Zudem soll das Hotel-Geschäft mit seinen diversen Marken gestrafft, die Zusammenarbeit mit der britischen Tochter TUI Travel ausgeweitet und das Kreuzfahrtgeschäft von Hapag-Lloyd umstrukturiert werden. Die Hotel- und die Kreuzfahrtsparte sollen künftig genauso viel Geld bei der Holding abliefern wie die größte Konzerntochter TUI Travel, an der TUI mit 56 Prozent beteiligt ist. Kostensenkungen soll es auch bei der Tochter Hapag-Lloyd Kreuzfahrten geben, die künftig vom bisherigen Hotel-Spartenchef Karl Pojer geleitet wird.

Die Verschuldung soll verringert werden und so die Zinsbelastung sinken.

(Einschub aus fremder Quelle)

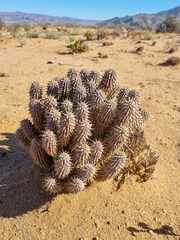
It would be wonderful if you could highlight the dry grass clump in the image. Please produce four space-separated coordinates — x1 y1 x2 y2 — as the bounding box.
16 69 157 193
161 56 180 66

Projekt- und Beraterkosten sollen deutlich reduziert oder ganz gestrichen werden. „Alle Ausgaben der Holding stehen auf dem Prüfstand“, sagte Joussen. Für das kommende Geschäftsjahr 2014/2015 kündigte er die Ausschüttung einer Dividende an. An der Börse wurden die Nachrichten positiv aufgenommen: Die TUI-Aktie sprang am Morgen um 3,32 Prozent auf 9,345 Euro nach oben.

Im zweiten Quartal weitet TUI die Verluste bedingt durch Abschreibungen und vor allem auch Rückstellungen für das Sparprogramm zunächst jedoch aus. Unterm Strich stieg das Minus gegenüber dem Vergleichszeitraum um 34 Prozent auf 248 Millionen Euro. Der Umsatz legte um rund zwei Prozent auf 3,3 Milliarden Euro zu. Bei der Prognose fürs Gesamtjahr gibt sich TUI aber optimistisch und erwartet eine leichte Steigerung des Vorjahresergebnisses.